Invertebrates, such as lobsters and snails (which are also delicious), conveniently (for those of us who love to eat lobsters and snails, and also feel sympathy for animals) have simple nervous systems made up of chain ganglia -- groups of neurons connected by nerve fibers. According to Professor Craig W. Stevens of Oklahoma State University in Tulsa, the chain ganglia network is so simple it doesn't require a brain. (A phenomenon that is replicated in certain higher primates, such as liberals.)

Thus, according to University of California at San Diego Professor of Anesthesiology Tony Yash (as cited by ABC News), the motor response and general squirming you observe while murdering a lobster are fully carried out by the ganglia without informing its pea brain. Indeed, if you cut off the head of the lobster, you would see the same motor responses. With the information not being sent to its brain, the lobster is never self-consciously seized of being aware of the emotional state we higher animals call pain.

Supporting this finding that lobsters feel no pain whilst being murdered, and that humans are merely projecting their emotions on to the dumb brutes, is, perhaps not surprisingly, Dr. Richard Cawthorn, Director of the Lobster Science Center at the University of Prince Edward Island in Canada.

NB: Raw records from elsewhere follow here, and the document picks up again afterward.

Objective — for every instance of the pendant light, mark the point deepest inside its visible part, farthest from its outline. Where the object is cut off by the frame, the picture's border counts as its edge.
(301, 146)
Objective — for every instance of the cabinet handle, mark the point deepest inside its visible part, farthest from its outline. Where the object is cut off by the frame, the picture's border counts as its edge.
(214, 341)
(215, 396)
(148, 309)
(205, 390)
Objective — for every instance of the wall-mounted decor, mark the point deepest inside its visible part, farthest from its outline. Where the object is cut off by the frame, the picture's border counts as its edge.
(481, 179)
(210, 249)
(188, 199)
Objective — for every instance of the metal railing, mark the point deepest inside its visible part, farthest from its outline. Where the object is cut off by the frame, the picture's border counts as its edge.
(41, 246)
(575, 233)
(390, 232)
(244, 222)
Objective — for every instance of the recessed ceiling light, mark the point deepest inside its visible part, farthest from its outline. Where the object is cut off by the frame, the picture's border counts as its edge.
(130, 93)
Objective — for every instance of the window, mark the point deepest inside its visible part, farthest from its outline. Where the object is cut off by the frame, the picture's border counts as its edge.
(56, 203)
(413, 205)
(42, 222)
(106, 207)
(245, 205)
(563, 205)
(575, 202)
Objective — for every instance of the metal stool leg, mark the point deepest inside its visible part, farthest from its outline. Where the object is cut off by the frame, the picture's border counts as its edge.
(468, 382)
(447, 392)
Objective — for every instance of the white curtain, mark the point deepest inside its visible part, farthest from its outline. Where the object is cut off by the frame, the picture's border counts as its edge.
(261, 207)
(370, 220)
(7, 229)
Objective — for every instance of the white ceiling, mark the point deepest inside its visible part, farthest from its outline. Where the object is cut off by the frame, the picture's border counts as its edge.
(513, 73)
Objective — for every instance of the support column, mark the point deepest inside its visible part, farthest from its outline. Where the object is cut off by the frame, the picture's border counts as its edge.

I confess that until looking into this matter I didn't even know there was a science of lobster. And I must warn the reader that I have not investigated to determine whether or not the big lobster industry has, per chance, partially funded the research at the Lobster Science Center and has thereby got its claws into the research findings. But, on balance, I would find that the ruling by the high justices at Whole Foods Market lacks merit.

It is a curiosity that when the U.S. courts consider death sentence cases of humans, a very low intelligence of the prisoner may be grounds for not executing the convicted murderer --- as he is judged too feebleminded to understand the moral nature of his circumstances. And yet in the matter of the lobster, a very low intelligence is seen as an argument for going ahead with the execution.

As both lobster and man surely should stand (or squirm) as equals before the high courts of justice, this insight, taken one way, may offer a new line of argument for animal rights advocates. Of course, taken the other way, it might offer a new line of argument for human prosecutors.